Most debt arbitration companies use a third-party escrow service to “warehouse” the money that they will later use to fund the settlements they negotiate for you. Sending money to your trust account is generally done through ACH on the same day each month. If your checking account is with a bank where you also have a past due loan or credit card balance, it is suggested that you use a different bank for your debt settlement program.
Here are three things that a debt arbitration company must tell you before you enrol in their program:
1. You must be given an “upfront estimate” in writing of all costs associated with settling your debts to reduced and agreed-to amounts.
2. You must be given an “estimated timeframe” to reduce your debt.
3. You must be told that debt settlement can adversely affect your credit score.
Here are some examples of what a debt settlement company cannot tell you:
“We can eliminate 50-70% of your debt.”
“We can cut your debt in half.”
“Debt settlement will not affect your credit score.”
“Calls and letters from creditors will stop once you enrol in a debt settlement program.”
“Debt settlement does not affect your taxable income.”
“Once you join a debt settlement program, you will no longer have to communicate with your creditors.”
If you are considering debt settlement, here is what you need to know first:
1. Debt settlement will not solve your careless spending and savings habits. The only way that you will ever achieve lasting financial freedom is to apply the dynamic laws of financial recovery to your everyday life. These smart-money principles will help you to establish spending and savings habits that are built on solid bedrock. They are discussed in a separate article entitled “The Dynamic Laws of a Successful Financial Makeover.”

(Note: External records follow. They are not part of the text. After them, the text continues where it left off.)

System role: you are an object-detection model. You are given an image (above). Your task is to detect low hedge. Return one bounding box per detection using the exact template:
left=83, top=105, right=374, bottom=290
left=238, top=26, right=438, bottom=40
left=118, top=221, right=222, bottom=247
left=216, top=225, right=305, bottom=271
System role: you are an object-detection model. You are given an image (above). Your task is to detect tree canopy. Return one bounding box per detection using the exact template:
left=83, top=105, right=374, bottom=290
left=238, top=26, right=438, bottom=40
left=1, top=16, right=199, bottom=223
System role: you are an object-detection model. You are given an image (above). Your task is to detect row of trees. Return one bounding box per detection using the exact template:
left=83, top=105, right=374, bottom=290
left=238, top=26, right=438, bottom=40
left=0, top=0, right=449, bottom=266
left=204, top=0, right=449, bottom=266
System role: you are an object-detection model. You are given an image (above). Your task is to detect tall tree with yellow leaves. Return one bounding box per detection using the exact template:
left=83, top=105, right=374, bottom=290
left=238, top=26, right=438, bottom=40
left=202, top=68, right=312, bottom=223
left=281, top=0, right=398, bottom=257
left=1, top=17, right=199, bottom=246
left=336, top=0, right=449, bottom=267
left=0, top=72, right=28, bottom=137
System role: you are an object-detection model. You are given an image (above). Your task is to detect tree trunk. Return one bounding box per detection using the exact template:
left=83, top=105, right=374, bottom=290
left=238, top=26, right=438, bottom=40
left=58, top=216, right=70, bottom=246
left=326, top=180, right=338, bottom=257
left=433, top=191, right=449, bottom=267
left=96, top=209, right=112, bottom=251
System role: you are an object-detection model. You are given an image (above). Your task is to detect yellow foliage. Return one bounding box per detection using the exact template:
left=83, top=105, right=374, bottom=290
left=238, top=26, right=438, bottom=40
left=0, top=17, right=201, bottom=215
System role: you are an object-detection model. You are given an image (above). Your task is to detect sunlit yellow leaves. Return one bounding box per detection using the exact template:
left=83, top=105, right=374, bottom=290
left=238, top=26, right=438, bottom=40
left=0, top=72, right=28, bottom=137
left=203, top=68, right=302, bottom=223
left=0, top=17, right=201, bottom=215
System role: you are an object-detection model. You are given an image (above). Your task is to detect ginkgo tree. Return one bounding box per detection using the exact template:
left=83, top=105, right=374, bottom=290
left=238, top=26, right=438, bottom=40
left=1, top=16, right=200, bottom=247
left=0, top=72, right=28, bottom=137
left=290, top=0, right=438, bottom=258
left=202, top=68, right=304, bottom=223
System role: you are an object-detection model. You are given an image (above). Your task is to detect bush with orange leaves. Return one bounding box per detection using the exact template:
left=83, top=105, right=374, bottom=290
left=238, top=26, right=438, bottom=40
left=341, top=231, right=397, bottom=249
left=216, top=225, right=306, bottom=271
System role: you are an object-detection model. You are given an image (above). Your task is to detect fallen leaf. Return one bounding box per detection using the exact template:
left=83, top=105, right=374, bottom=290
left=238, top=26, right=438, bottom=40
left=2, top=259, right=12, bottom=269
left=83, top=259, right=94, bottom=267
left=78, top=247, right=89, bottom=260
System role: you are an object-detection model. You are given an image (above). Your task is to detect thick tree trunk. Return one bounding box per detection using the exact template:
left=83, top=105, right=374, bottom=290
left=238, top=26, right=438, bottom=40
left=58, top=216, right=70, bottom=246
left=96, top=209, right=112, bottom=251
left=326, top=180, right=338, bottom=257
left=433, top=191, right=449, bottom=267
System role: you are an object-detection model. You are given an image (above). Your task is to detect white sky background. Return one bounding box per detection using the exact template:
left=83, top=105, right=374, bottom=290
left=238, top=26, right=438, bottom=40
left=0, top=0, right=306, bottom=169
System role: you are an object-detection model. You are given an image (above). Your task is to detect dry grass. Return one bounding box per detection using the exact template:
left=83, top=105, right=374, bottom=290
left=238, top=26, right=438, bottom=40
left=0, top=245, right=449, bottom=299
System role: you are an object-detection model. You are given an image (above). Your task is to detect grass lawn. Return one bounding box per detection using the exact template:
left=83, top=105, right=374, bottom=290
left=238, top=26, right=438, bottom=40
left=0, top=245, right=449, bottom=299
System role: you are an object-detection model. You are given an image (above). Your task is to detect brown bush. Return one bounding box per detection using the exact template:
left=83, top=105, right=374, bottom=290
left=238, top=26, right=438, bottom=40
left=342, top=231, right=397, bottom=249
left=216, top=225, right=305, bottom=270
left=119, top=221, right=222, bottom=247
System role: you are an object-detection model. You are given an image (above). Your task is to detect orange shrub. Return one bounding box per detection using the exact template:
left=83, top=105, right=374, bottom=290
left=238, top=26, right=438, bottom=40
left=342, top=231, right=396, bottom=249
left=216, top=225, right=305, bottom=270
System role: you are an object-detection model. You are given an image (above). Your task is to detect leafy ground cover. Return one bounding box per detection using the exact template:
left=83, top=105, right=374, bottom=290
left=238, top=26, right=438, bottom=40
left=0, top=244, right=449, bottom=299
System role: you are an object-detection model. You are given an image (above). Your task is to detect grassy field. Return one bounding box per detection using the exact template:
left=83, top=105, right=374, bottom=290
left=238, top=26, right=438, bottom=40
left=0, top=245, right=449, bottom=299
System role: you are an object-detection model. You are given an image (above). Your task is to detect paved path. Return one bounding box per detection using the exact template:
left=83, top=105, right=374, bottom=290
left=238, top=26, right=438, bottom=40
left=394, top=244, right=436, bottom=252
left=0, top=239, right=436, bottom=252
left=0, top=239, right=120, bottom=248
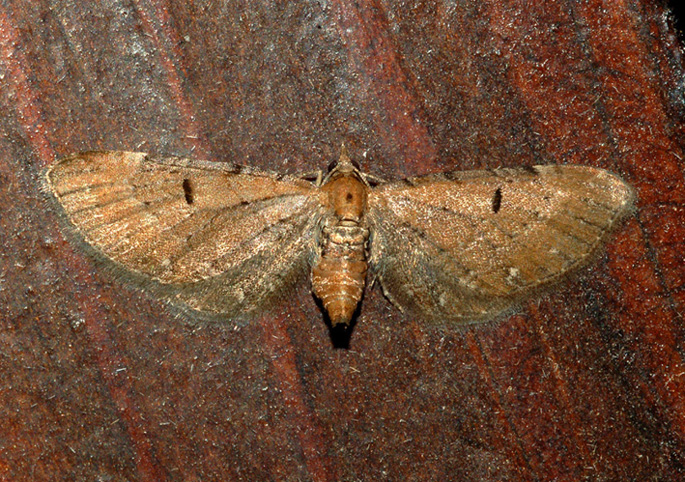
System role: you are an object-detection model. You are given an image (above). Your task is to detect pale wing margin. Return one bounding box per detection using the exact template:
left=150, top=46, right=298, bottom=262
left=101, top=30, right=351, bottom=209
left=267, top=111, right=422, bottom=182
left=368, top=166, right=634, bottom=323
left=45, top=151, right=321, bottom=316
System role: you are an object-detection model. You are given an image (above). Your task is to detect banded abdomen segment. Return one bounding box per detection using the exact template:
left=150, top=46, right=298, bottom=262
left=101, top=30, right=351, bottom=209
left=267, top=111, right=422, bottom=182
left=312, top=220, right=369, bottom=326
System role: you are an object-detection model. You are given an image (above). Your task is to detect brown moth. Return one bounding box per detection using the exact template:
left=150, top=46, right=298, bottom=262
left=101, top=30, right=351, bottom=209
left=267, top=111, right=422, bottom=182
left=46, top=148, right=634, bottom=326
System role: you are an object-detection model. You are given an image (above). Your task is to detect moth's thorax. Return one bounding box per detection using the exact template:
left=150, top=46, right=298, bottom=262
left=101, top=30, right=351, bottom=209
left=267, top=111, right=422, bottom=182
left=312, top=169, right=369, bottom=326
left=321, top=171, right=368, bottom=222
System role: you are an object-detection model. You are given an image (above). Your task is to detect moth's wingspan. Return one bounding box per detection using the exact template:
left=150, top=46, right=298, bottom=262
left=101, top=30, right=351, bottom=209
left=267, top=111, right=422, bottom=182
left=368, top=166, right=634, bottom=323
left=46, top=152, right=321, bottom=314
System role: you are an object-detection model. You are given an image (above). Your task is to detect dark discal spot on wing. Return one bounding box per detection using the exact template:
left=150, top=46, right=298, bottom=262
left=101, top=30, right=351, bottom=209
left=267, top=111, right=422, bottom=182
left=492, top=187, right=502, bottom=214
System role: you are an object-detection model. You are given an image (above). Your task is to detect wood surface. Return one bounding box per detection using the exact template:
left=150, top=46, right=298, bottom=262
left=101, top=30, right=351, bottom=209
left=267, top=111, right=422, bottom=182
left=0, top=0, right=685, bottom=481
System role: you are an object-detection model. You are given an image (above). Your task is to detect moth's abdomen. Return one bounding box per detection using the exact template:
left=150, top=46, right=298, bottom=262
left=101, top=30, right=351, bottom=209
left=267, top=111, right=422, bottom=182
left=312, top=221, right=369, bottom=326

2. Debt settlement should not be confused with bill consolidation, another form of debt reduction. Bill consolidation-also known as interest-rate arbitration-takes your high-interest credit cards and loans and consolidates them into one, low-interest loan that you can afford. In other words, you’re taking out one loan to pay off many others. Bill consolidation does not reduce the outstanding balances that you owe to creditors. It only lowers your interest rates.
3. One of the primary reasons that people choose debt arbitration is to avoid filing for bankruptcy protection.
Here are five reasons why the consequences of bankruptcy can be overwhelming:
- Bankruptcy stays on your credit report for 10 years and adversely affects your credit score.
- Bankruptcy will follow you for the rest of your life. For example, many loan, credit card, and job applications ask if you have ever filed for bankruptcy protection.
- Bankruptcy cannot eliminate alimony and child support obligations as well as criminal fines.
- Except in very limited circumstances, bankruptcy cannot wipe out student loans.
- Bankruptcy cannot prevent a “secured creditor” from repossessing property. “A bankruptcy discharge eliminates debts, but it does not eliminate liens. So, if you have a secured debt (a debt where the creditor has a lien on your property and can repossess it if you don’t pay the debt), bankruptcy can eliminate the debt but it does not prevent the creditor from repossessing the property.”